Alors que les nouvelles de l'Inde sont apportées à Vancouver par les journaux et la télévision, Nimmo quant à elle, sera un témoin direct des évènements et vivra dans différentes peurs.  Nimmo est la nièce de Bibi-ji et dont le hasard, Leela, a permis les retrouvailles, des retrouvailles inespérées mais qui bouleverseront de nombreuses vies. Avec le personnage de Nimmo, on prendra conscience de l'importance de nombreux détails : le panier à grain, le savon à la lavande, l'armoire métallique, les traces de mains sur le mur, le portrait de Guru Nanak, ...

Le roman est décomposé en cinq parties. Les trois premières sont consacrées à Bibi-ji puis à Leela et enfin Nimmo - des histoires qui s'imbriquent entre elles. La quatrième partie est un va-et-vient entre Vancouver et Delhi de 1971 à 1983, c'est une période très délicate et où la tension monte d'un cran.
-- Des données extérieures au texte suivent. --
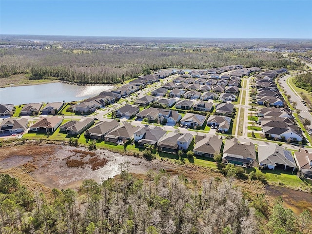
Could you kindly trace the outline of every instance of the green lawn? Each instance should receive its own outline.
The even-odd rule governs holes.
[[[252,130],[252,131],[261,131],[261,127],[256,127],[256,126],[253,127],[252,126],[248,126],[248,130]]]
[[[255,168],[256,170],[258,170]],[[292,175],[292,172],[281,170],[262,170],[262,172],[268,182],[284,184],[284,185],[300,187],[306,187],[304,182],[297,176],[296,173]]]
[[[21,109],[24,107],[25,105],[21,105],[20,107],[19,107],[19,106],[15,106],[15,112],[12,117],[18,117],[20,116],[20,111]]]
[[[239,115],[239,123],[240,124],[238,125],[238,132],[237,134],[239,136],[243,136],[243,130],[244,130],[244,124],[243,123],[244,122],[244,117],[245,117],[245,109],[244,108],[241,108],[240,109],[240,115]]]
[[[248,120],[250,121],[258,121],[258,117],[256,116],[248,116]]]

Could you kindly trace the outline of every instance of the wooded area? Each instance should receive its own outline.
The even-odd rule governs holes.
[[[111,47],[102,50],[0,49],[0,77],[24,74],[30,79],[52,77],[80,83],[122,83],[165,68],[207,69],[228,65],[294,69],[302,66],[278,53],[225,48]]]
[[[49,197],[34,194],[19,180],[0,175],[0,233],[256,234],[306,233],[311,216],[282,206],[270,209],[263,195],[252,203],[231,178],[201,185],[165,171],[138,178],[120,174],[78,192],[54,189]]]
[[[307,72],[294,77],[292,80],[293,84],[297,87],[307,90],[312,91],[312,73]]]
Enfin le dénouements (au pluriel) où littéralement tout explose. C'est une partie haletante et dure ; et sincèrement évitez de lire cette partie avant d'aller dormir.

"Entends-tu l'oiseau de nuit ?" aborde également du sujet délicat du fanatisme religieux. C'est un roman qui permet, sous la forme d'une fiction, d'aborder le sujet du Khalistan. La politique est également très présente dans le roman. On trouve également beaucoup de tendresse et même parfois un soupçon d'humour.
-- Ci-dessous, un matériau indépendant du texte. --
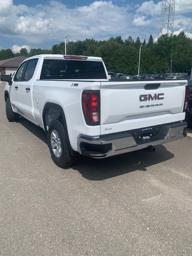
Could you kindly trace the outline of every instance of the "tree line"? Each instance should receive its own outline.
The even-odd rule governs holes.
[[[83,41],[69,41],[67,54],[100,57],[108,71],[134,75],[138,71],[140,47],[140,74],[158,73],[190,73],[192,66],[192,39],[183,32],[178,35],[163,35],[154,42],[151,35],[146,42],[138,36],[135,41],[130,36],[124,41],[120,36],[99,41],[86,38]],[[65,54],[64,42],[53,45],[50,50],[22,48],[14,54],[10,49],[0,51],[0,60],[21,55],[27,57],[40,54]]]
"Entends-tu l'oiseau de nuit ?" est donc un roman à lire. Il est surtout conseillé pour ceux et celles qui souhaitent un roman parlant des sikhs, car il est vrai qu'il est assez rare que dans un roman de la littérature indienne, l'on retrouve parmi les personnages principaux des sikhs.

 

Elle réinséra la carte entre les pages du Guru Granth Sahib. Un jour elle serait peut-être capable de parler à ses enfants des choses enfouies dans sa tête. D'une petite fille recroquevillée dans un coffre à grains et d'une femme dont les pieds suspendus dans le vide dégageaient une odeur de savon mauve pâle. Elle leur parlerait de la peur, de la haine et du chagrin. De cette façon elle les préparerait à affronter le monde et sa méchanceté. Et ils sauraient ainsi quoi faire si ce monde-là leur montrait les crocs.